BMJ Open. 2022 Mar 3;12(3):e041961. doi: 10.1136/bmjopen-2020-041961.
Ki-67, a marker of cellular proliferation, is associated with prognosis across a wide range of tumours, including gastroenteropancreatic neuroendocrine neoplasms (NENs), lymphoma, urothelial tumours and breast carcinomas. Its omission from the classification system of pulmonary NENs is controversial. This systematic review sought to assess whether Ki-67 is a prognostic biomarker in lung NENs and, if feasible, proceed to a meta-analysis.
Medline (Ovid), Embase, Scopus and the Cochrane library were searched for studies published prior to 28 February 2019 and investigating the role of Ki-67 in lung NENs. Eligible studies were those that included more than 20 patients and provided details of survival outcomes, namely, HRs with CIs according to Ki-67 percentage. Studies not available as a full text or without an English manuscript were excluded. This study was prospectively registered with PROSPERO.
Of 11 814 records identified, seven studies met the inclusion criteria. These retrospective studies provided data for 1268 patients (693 TC, 281 AC, 94 large cell neuroendocrine carcinomas and 190 small cell lung carcinomas) and a meta-analysis was carried out to estimate a pooled effect. Random effects analyses demonstrated an association between a high Ki-67 index and poorer overall survival (HR of 2.02, 95% CI 1.16 to 3.52) and recurrence-free survival (HR 1.42; 95% CI 1.01 to 2.00).

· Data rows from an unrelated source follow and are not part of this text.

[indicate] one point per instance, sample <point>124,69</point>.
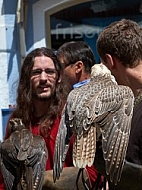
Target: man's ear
<point>78,66</point>
<point>60,79</point>
<point>110,61</point>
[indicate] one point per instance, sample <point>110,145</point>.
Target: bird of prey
<point>99,109</point>
<point>23,158</point>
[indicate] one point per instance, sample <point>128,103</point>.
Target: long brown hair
<point>24,108</point>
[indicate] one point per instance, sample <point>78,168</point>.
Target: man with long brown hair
<point>40,97</point>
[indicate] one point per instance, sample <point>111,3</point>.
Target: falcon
<point>23,158</point>
<point>101,109</point>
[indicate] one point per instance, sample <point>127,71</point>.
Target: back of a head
<point>74,51</point>
<point>123,40</point>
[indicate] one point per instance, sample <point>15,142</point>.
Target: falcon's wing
<point>62,140</point>
<point>112,112</point>
<point>8,163</point>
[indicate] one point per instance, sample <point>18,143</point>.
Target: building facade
<point>28,24</point>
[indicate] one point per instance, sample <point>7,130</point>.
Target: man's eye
<point>50,72</point>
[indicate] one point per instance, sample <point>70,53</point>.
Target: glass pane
<point>85,21</point>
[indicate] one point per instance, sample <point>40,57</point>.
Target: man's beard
<point>44,98</point>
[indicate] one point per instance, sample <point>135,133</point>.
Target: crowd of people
<point>47,77</point>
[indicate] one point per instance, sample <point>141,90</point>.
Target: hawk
<point>99,109</point>
<point>23,158</point>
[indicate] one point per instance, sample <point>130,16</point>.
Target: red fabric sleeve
<point>1,182</point>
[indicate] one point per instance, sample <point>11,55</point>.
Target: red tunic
<point>50,143</point>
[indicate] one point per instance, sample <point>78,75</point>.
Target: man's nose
<point>43,76</point>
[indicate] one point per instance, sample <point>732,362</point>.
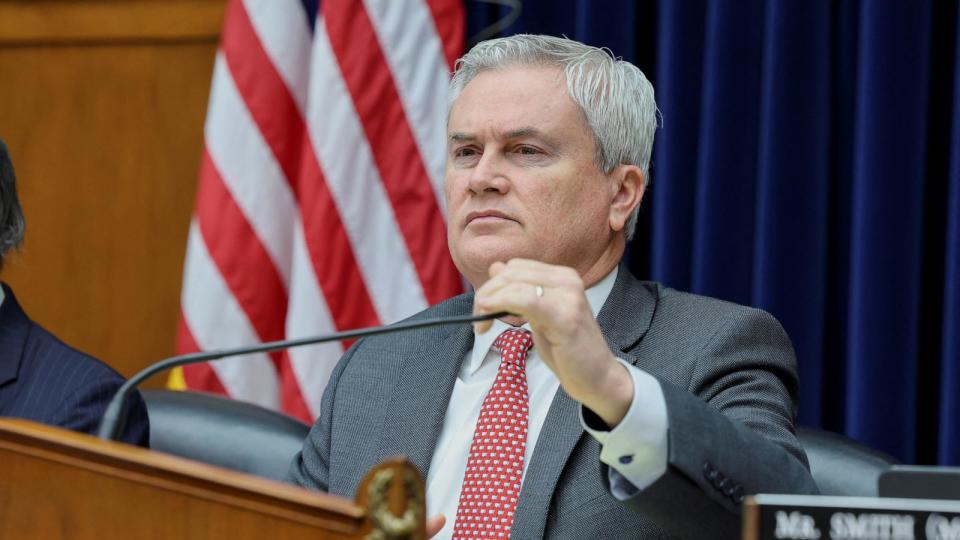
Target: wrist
<point>615,395</point>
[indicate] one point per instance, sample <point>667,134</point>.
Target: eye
<point>465,151</point>
<point>527,150</point>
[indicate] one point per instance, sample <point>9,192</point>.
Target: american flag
<point>320,200</point>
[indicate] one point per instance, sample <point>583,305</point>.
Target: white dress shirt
<point>635,450</point>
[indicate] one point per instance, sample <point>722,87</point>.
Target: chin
<point>473,257</point>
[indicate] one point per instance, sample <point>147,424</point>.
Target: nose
<point>488,175</point>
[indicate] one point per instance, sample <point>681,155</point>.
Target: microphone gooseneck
<point>115,417</point>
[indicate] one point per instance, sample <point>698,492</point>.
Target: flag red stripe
<point>266,95</point>
<point>248,271</point>
<point>292,401</point>
<point>274,110</point>
<point>405,178</point>
<point>197,376</point>
<point>330,251</point>
<point>237,252</point>
<point>450,20</point>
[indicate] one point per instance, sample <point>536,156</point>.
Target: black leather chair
<point>842,466</point>
<point>219,431</point>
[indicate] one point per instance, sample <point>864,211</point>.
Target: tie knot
<point>514,346</point>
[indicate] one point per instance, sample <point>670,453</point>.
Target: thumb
<point>434,524</point>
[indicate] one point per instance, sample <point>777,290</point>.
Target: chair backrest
<point>842,466</point>
<point>224,432</point>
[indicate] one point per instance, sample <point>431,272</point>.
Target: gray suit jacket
<point>729,378</point>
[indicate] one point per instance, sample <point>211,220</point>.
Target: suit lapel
<point>415,415</point>
<point>14,328</point>
<point>624,319</point>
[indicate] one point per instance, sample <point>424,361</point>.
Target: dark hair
<point>11,215</point>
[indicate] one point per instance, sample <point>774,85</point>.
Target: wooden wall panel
<point>104,119</point>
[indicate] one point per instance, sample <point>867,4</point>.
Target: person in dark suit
<point>41,378</point>
<point>639,411</point>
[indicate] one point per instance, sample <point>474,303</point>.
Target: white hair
<point>615,97</point>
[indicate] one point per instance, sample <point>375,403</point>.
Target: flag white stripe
<point>284,32</point>
<point>249,169</point>
<point>354,182</point>
<point>216,320</point>
<point>308,315</point>
<point>414,52</point>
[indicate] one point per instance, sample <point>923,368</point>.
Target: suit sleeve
<point>730,433</point>
<point>82,410</point>
<point>311,466</point>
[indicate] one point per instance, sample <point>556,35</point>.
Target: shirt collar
<point>596,297</point>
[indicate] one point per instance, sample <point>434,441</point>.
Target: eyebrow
<point>512,134</point>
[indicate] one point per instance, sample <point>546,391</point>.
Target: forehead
<point>516,96</point>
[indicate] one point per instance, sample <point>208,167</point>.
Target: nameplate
<point>804,517</point>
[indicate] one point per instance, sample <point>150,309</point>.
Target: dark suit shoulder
<point>54,383</point>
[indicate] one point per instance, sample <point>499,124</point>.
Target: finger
<point>434,524</point>
<point>522,300</point>
<point>538,273</point>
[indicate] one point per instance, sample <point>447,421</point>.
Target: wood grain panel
<point>110,21</point>
<point>105,136</point>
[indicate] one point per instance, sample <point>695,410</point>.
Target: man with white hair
<point>605,407</point>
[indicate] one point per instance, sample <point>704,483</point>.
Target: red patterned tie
<point>491,484</point>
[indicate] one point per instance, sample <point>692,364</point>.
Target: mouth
<point>482,216</point>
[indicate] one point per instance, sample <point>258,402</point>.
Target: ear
<point>627,187</point>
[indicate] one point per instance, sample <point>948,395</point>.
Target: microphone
<point>115,417</point>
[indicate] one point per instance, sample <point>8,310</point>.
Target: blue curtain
<point>808,164</point>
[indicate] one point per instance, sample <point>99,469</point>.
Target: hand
<point>434,524</point>
<point>564,331</point>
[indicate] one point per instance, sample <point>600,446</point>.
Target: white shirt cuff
<point>636,448</point>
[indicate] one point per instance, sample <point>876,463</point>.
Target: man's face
<point>521,177</point>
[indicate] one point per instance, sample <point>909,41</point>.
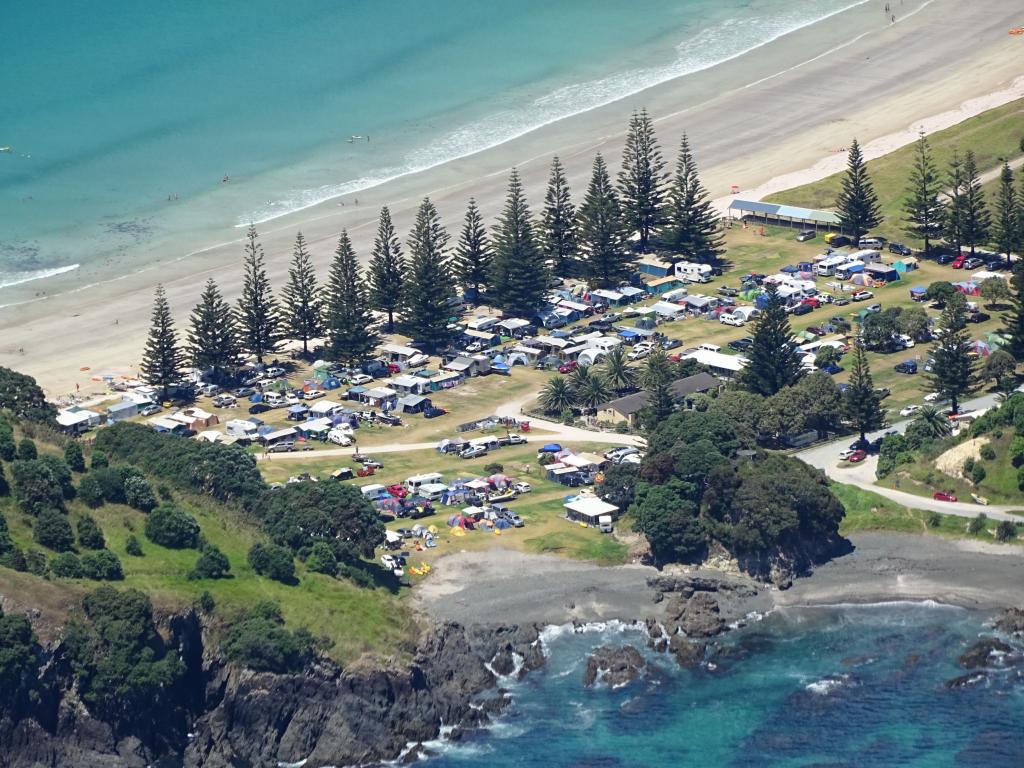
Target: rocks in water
<point>1012,622</point>
<point>616,667</point>
<point>980,654</point>
<point>687,653</point>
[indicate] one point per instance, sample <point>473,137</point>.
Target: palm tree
<point>934,421</point>
<point>594,392</point>
<point>556,396</point>
<point>617,372</point>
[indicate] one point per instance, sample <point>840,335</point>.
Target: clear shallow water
<point>857,687</point>
<point>110,108</point>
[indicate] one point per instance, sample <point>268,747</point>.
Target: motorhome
<point>693,272</point>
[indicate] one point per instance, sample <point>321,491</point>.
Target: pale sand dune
<point>748,125</point>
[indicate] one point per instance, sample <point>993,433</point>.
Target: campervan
<point>693,272</point>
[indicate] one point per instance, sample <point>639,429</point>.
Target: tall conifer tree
<point>977,221</point>
<point>1006,229</point>
<point>472,254</point>
<point>860,401</point>
<point>772,361</point>
<point>559,221</point>
<point>602,233</point>
<point>161,357</point>
<point>857,205</point>
<point>303,304</point>
<point>430,283</point>
<point>213,335</point>
<point>387,269</point>
<point>691,227</point>
<point>518,274</point>
<point>641,181</point>
<point>350,337</point>
<point>924,208</point>
<point>257,310</point>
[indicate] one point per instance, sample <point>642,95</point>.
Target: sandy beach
<point>475,587</point>
<point>783,109</point>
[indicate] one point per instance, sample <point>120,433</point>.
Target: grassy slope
<point>992,135</point>
<point>354,620</point>
<point>868,511</point>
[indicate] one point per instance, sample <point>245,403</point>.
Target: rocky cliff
<point>221,716</point>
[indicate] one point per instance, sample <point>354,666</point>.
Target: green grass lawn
<point>992,136</point>
<point>867,511</point>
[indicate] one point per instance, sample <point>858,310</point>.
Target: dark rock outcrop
<point>226,717</point>
<point>616,667</point>
<point>1012,622</point>
<point>982,652</point>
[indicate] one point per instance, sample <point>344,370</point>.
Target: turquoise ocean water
<point>858,687</point>
<point>109,109</point>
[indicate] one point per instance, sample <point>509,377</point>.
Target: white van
<point>341,437</point>
<point>415,482</point>
<point>693,272</point>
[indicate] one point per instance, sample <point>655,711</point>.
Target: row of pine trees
<point>597,241</point>
<point>948,206</point>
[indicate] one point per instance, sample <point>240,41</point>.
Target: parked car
<point>472,452</point>
<point>740,345</point>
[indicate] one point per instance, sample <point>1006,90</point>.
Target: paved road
<point>826,457</point>
<point>553,433</point>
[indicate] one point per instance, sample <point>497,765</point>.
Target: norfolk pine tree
<point>857,205</point>
<point>161,357</point>
<point>387,269</point>
<point>772,361</point>
<point>977,221</point>
<point>558,223</point>
<point>641,181</point>
<point>425,312</point>
<point>303,304</point>
<point>213,335</point>
<point>924,208</point>
<point>257,310</point>
<point>472,254</point>
<point>691,227</point>
<point>518,276</point>
<point>350,338</point>
<point>602,233</point>
<point>1006,229</point>
<point>954,371</point>
<point>860,401</point>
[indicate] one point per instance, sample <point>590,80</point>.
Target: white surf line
<point>835,163</point>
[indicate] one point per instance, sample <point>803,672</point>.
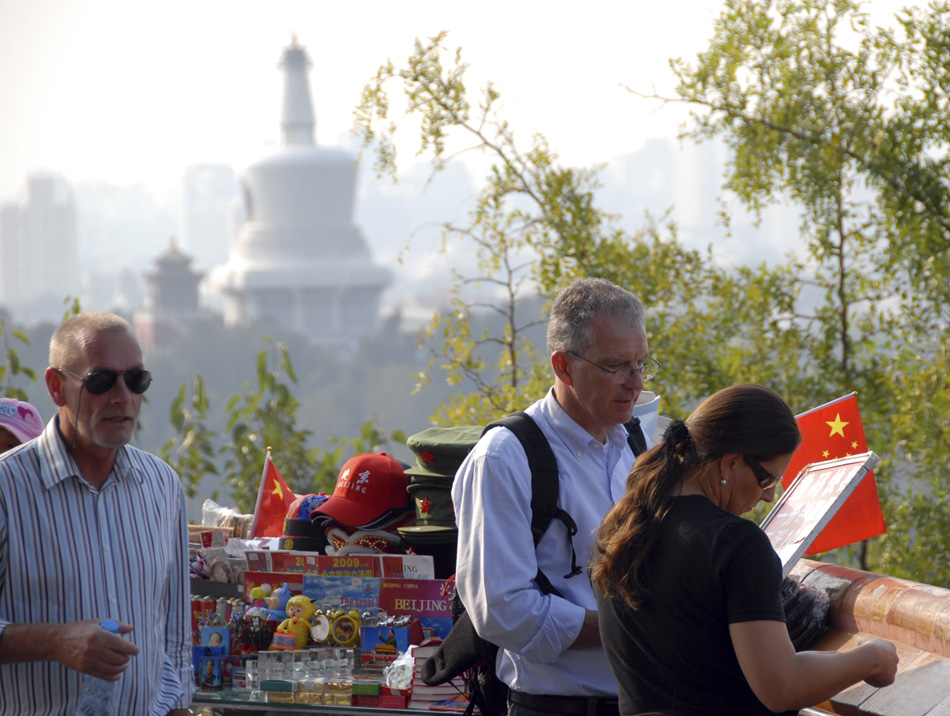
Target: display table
<point>213,703</point>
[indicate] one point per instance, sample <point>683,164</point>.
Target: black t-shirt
<point>708,569</point>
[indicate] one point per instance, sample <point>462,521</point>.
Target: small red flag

This meta-analysis provides evidence that high Ki-67 labelling indices are associated with poor clinical outcomes for patients diagnosed with pulmonary NENs. This study is subject to inherent limitations, but it does provide valuable insights regarding the use of the biomarker Ki-67, in a rare tumour.
CRD42018093389.
Ki-67 是细胞增殖的标志物,与包括胃肠胰神经内分泌肿瘤(NEN)、淋巴瘤、尿路上皮肿瘤和乳腺癌在内的多种肿瘤的预后相关。其在肺 NEN 分类系统中的缺失存在争议。本系统评价旨在评估 Ki-67 是否是肺 NEN 的预后生物标志物,如果可行,进行 meta 分析。
检索了 2019 年 2 月 28 日前发表的研究,使用 Medline(Ovid)、Embase、Scopus 和 Cochrane 图书馆,调查 Ki-67 在肺 NEN 中的作用。符合条件的研究包括超过 20 例患者,并提供了生存结果的详细信息,即根据 Ki-67 百分比提供 HRs 及其置信区间。未以全文形式提供或无英文手稿的研究被排除在外。本研究前瞻性地在 PROSPERO 上注册。
在 11814 条记录中,有 7 项研究符合纳入标准。这些回顾性研究提供了 1268 例患者的数据(693 例 TC、281 例 AC、94 例大细胞神经内分泌癌和 190 例小细胞肺癌),并进行了荟萃分析以估计合并效应。随机效应分析表明,高 Ki-67 指数与总体生存(HR 2.02,95%CI 1.16 至 3.52)和无复发生存(HR 1.42;95%CI 1.01 至 2.00)不良相关。
这项荟萃分析提供了证据,表明高 Ki-67 标记指数与诊断为肺 NEN 的患者的临床结局不良相关。本研究存在固有局限性,但为在罕见肿瘤中使用生物标志物 Ki-67 提供了有价值的见解。
PROSPERO 注册号:CRD42018093389。